Ramsden, Jack: One of the shrewdest punters operating in British betting, and as such his name is the only thing he has in common with . . .

Ramsden, Terry: Who was a colourful addition to racecourse life during the 1980s, when his excursions into the ring were spectacular and ill- judged in equal measure. Strangely, some who remember those heady days still believe that Tel gave the bookies a hiding. In fact, it was quite the opposite, and Ramsden was such a regular loser that many layers imagined they had died and gone to heaven (which was rather a presumption, since when the time comes most of them are booked on a one-way ticket in the opposite direction). Though his company, Glen International, apparently did something clever in the Japanese markets, no one ever worked out precisely what it was, or why it should be so wildly lucrative that Ramsden could cheerfully stick pounds 250,000 each-way on Mr Snugfit, his runner in the 1986 National. Whatever it was, it went pear-shaped in the crash of 1987, and Terry was warned off for non-payment of gambling debts. Still, it was fun while it lasted.

Rank, Mrs J V: Who was known to all and sundry as "Pat" during her punting career in the immediate post-War years. She married Jimmy Rank, one of the richest men of his day, and set about gambling away his money almost as fast as he could make it. The story goes that Jimmy eventually felt it necessary to buy a bookmaking firm behind his wife's back, and then arrange for most of her business to be channelled through it in order to preserve at least some of his fortune. What an old romantic.

Rules of Racing: Of which there are many hundreds, although only those which may affect the pay-out after a race are of serious interest to punters. This boils down to riding offences, and not so much the letter of the law, as its interpretation by the local stewards, who are famous for many things but not, in general, consistency. The Jockey Club, to be fair, has tweaked the regulations down the years and fewer horses which were winners on merit are now losing the race in the stewards' room, but such issues as whether or not a horse has improved its placing - which can make the difference between a result standing or being thrown out - will always be subjective, in much the same way as no referee can honestly say whether someone in an offside position in football is actually interfering with play. The only possible solution from a punting point of view is to bet with one of the dozens of independent bookies who still offer a "double-result" concession, that is, they pay on both outcomes when a result is overturned.
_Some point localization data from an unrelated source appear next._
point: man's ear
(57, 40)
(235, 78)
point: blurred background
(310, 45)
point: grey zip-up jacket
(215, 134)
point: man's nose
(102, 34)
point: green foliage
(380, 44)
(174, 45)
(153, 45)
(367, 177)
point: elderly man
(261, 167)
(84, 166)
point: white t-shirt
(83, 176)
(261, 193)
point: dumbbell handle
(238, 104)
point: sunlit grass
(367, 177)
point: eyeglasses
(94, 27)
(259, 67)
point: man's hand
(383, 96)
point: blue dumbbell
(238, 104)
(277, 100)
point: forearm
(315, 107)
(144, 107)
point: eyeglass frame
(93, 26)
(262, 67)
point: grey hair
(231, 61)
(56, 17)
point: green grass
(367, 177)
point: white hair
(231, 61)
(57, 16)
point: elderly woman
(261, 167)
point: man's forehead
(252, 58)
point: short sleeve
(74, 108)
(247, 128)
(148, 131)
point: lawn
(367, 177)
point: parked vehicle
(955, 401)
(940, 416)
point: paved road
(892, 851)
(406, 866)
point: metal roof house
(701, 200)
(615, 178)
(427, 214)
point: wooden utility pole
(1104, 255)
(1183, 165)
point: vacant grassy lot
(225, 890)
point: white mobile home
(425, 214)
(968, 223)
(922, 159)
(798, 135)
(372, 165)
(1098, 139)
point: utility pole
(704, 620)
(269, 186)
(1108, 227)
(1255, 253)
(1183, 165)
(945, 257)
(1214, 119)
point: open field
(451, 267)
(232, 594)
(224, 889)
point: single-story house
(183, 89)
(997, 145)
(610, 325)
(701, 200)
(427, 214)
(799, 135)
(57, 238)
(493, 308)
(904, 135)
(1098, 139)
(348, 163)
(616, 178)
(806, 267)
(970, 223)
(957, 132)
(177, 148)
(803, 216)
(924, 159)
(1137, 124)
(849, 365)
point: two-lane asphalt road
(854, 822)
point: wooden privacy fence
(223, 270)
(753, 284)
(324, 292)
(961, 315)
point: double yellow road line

You may not be startled to hear that this offer is not available with Ladbrokes, William Hill or Coral.

Rules of Betting: There are a lot of these as well, so many in fact that when they stick them up in betting shops, they use such miniature type that no one can ever be bothered to read them. No matter, though, because the most important rule of all is the one that is not written down, specifically: Thou shalt not win. This ultimate law is enforced by any number of means, the most effective being that employed by credit bookmakers, who close the accounts of anyone in danger of breaking it. Irritating though this may be for the customer, there is no greater accolade in the punting world than to receive a snippy letter from a bookie telling you that your business is no longer required.